Confluent C2C12 or Rapsn^−/− cells were either not treated or treated with 500 ng/ml of streptolysin-O for increasing period of time. Cells were then washed, trypsinized and transferred to new tubes. After centrifugation, cells were resuspended in PBS buffer containing propidium iodide (2 µg/ml) and stained for 10 min before an extra PBS wash and immediately analyzed by flow cytometry. Flow cytometry analysis was performed on MACSQuant and data were analyzed using FACSDiva software (BD). At least 10,000 cells were analyzed. For peak positioning controls, we used non-propidium-iodide-stained (propidium iodide negative) cells and Triton-X-100-treated (propidium iodide positive) cells.

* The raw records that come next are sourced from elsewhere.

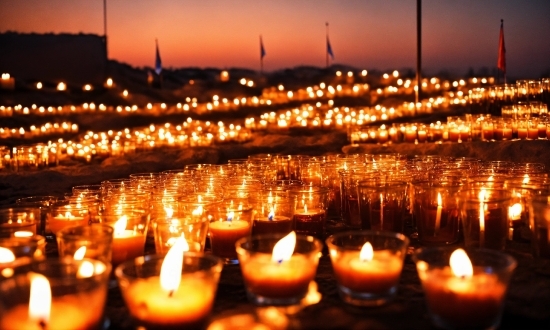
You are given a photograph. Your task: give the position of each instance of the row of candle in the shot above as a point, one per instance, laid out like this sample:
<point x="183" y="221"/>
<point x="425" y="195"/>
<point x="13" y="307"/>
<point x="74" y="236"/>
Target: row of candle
<point x="477" y="128"/>
<point x="35" y="131"/>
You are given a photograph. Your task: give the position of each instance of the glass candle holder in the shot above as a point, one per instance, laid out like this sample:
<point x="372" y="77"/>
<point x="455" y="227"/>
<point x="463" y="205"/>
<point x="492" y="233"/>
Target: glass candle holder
<point x="129" y="234"/>
<point x="65" y="214"/>
<point x="272" y="214"/>
<point x="233" y="221"/>
<point x="310" y="213"/>
<point x="97" y="239"/>
<point x="186" y="307"/>
<point x="78" y="296"/>
<point x="484" y="214"/>
<point x="277" y="282"/>
<point x="42" y="202"/>
<point x="367" y="265"/>
<point x="382" y="204"/>
<point x="192" y="225"/>
<point x="436" y="212"/>
<point x="16" y="218"/>
<point x="464" y="293"/>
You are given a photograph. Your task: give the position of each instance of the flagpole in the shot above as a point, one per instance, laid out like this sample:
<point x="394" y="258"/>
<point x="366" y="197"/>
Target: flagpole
<point x="326" y="51"/>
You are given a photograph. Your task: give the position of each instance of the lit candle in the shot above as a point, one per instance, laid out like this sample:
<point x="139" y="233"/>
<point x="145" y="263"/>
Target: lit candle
<point x="278" y="275"/>
<point x="127" y="244"/>
<point x="224" y="235"/>
<point x="66" y="219"/>
<point x="438" y="214"/>
<point x="481" y="218"/>
<point x="367" y="271"/>
<point x="461" y="295"/>
<point x="170" y="300"/>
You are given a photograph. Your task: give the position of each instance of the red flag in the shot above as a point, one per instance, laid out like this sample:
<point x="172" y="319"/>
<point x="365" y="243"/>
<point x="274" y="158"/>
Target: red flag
<point x="501" y="62"/>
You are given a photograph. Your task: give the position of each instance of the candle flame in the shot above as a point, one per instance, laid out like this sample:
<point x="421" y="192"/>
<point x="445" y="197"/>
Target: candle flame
<point x="40" y="298"/>
<point x="120" y="225"/>
<point x="367" y="252"/>
<point x="169" y="212"/>
<point x="6" y="255"/>
<point x="80" y="253"/>
<point x="23" y="233"/>
<point x="461" y="266"/>
<point x="284" y="248"/>
<point x="170" y="271"/>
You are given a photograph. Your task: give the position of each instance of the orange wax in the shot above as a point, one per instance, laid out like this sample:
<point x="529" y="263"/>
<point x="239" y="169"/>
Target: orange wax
<point x="75" y="311"/>
<point x="378" y="275"/>
<point x="464" y="302"/>
<point x="127" y="245"/>
<point x="59" y="222"/>
<point x="287" y="279"/>
<point x="187" y="307"/>
<point x="224" y="235"/>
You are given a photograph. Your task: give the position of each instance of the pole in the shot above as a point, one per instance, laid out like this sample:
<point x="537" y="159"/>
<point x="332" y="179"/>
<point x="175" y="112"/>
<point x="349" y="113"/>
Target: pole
<point x="326" y="49"/>
<point x="418" y="53"/>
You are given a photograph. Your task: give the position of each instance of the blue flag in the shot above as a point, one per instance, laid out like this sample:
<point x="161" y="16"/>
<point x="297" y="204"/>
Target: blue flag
<point x="262" y="49"/>
<point x="158" y="64"/>
<point x="329" y="49"/>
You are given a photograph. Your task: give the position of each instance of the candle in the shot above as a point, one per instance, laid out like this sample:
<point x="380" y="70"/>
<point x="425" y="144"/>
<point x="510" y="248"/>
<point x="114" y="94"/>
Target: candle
<point x="272" y="224"/>
<point x="180" y="296"/>
<point x="368" y="271"/>
<point x="310" y="221"/>
<point x="127" y="244"/>
<point x="462" y="295"/>
<point x="47" y="311"/>
<point x="282" y="276"/>
<point x="224" y="235"/>
<point x="438" y="214"/>
<point x="481" y="218"/>
<point x="63" y="220"/>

Data were analyzed using GraphPad Prism Software. Data are shown as means±s.e.m. Quantitative comparisons of numerical datasets were tested for statistical significance by using Student's t-test.

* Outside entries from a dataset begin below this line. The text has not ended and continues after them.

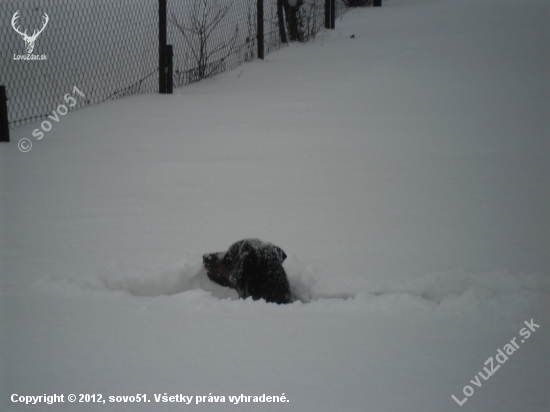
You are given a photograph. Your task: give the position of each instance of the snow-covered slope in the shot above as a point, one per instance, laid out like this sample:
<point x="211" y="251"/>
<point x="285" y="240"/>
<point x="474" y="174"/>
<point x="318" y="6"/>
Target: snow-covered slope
<point x="404" y="171"/>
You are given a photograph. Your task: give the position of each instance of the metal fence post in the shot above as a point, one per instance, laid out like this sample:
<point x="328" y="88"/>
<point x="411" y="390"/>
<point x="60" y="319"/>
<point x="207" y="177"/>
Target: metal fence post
<point x="4" y="127"/>
<point x="327" y="14"/>
<point x="162" y="46"/>
<point x="260" y="13"/>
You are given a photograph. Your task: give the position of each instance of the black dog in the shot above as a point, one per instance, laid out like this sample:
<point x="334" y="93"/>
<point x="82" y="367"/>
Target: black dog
<point x="252" y="268"/>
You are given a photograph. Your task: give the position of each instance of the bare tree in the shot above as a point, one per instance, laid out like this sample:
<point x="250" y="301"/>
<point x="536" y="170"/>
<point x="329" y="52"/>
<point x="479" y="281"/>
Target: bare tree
<point x="199" y="33"/>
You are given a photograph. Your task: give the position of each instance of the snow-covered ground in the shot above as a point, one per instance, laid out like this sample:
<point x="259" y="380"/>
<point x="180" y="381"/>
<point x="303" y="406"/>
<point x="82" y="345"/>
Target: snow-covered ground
<point x="405" y="172"/>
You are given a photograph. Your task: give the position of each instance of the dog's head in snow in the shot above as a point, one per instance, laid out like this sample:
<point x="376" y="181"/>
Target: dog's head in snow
<point x="252" y="268"/>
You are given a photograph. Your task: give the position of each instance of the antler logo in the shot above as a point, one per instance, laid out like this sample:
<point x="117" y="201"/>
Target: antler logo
<point x="29" y="40"/>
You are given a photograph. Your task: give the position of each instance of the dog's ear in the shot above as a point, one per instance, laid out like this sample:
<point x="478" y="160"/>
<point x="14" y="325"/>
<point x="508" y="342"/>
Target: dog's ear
<point x="280" y="253"/>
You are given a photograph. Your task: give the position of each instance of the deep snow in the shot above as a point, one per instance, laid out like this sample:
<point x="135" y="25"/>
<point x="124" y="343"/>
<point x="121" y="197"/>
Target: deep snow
<point x="405" y="172"/>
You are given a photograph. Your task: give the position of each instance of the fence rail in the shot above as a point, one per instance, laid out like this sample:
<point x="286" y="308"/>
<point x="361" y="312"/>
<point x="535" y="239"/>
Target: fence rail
<point x="110" y="48"/>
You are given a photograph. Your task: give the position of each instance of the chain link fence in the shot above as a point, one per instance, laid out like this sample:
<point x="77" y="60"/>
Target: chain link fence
<point x="110" y="48"/>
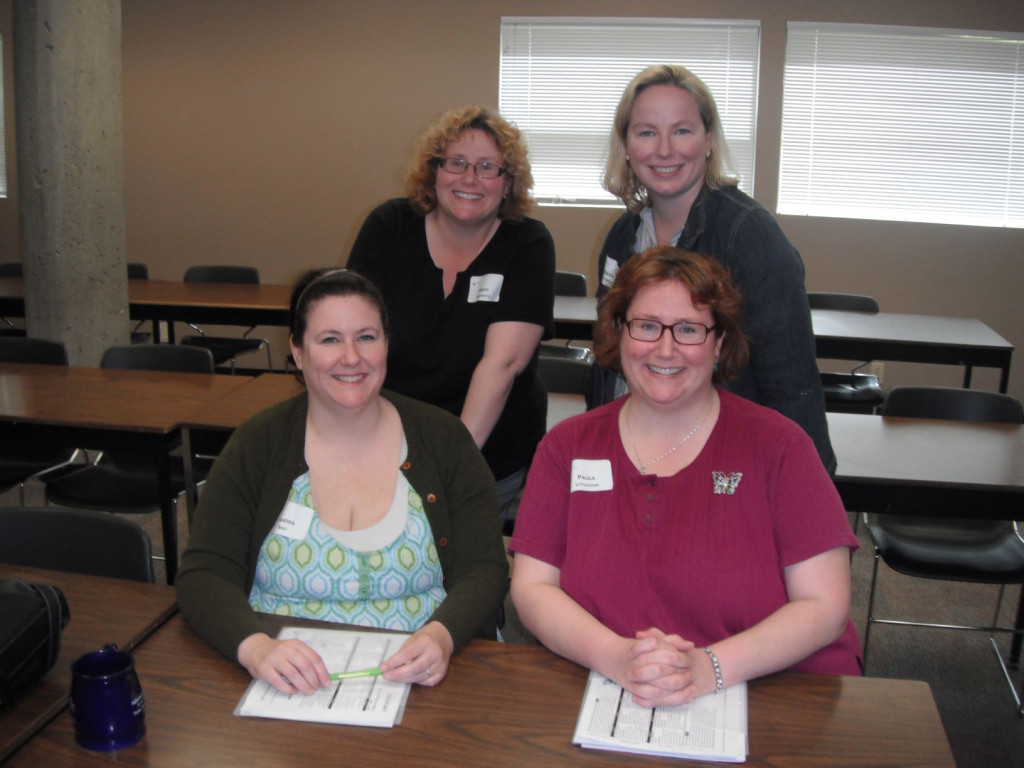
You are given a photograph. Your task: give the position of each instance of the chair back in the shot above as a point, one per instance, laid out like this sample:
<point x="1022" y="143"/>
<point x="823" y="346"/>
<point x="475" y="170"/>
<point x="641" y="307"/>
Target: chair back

We thank Richard Hume, Orie Shafer (University of Michigan) and Hans Rudolf Brenner (University of Basel, Switzerland) for critical comments on the manuscript. We also thank Akaaboune laboratory members (Derick Moen, Paula Da Silva Frost, Isabel Martinez-Pena y Valenzuela and Marcelo Pires-Oliveira) for technical assistance and comments on the manuscript.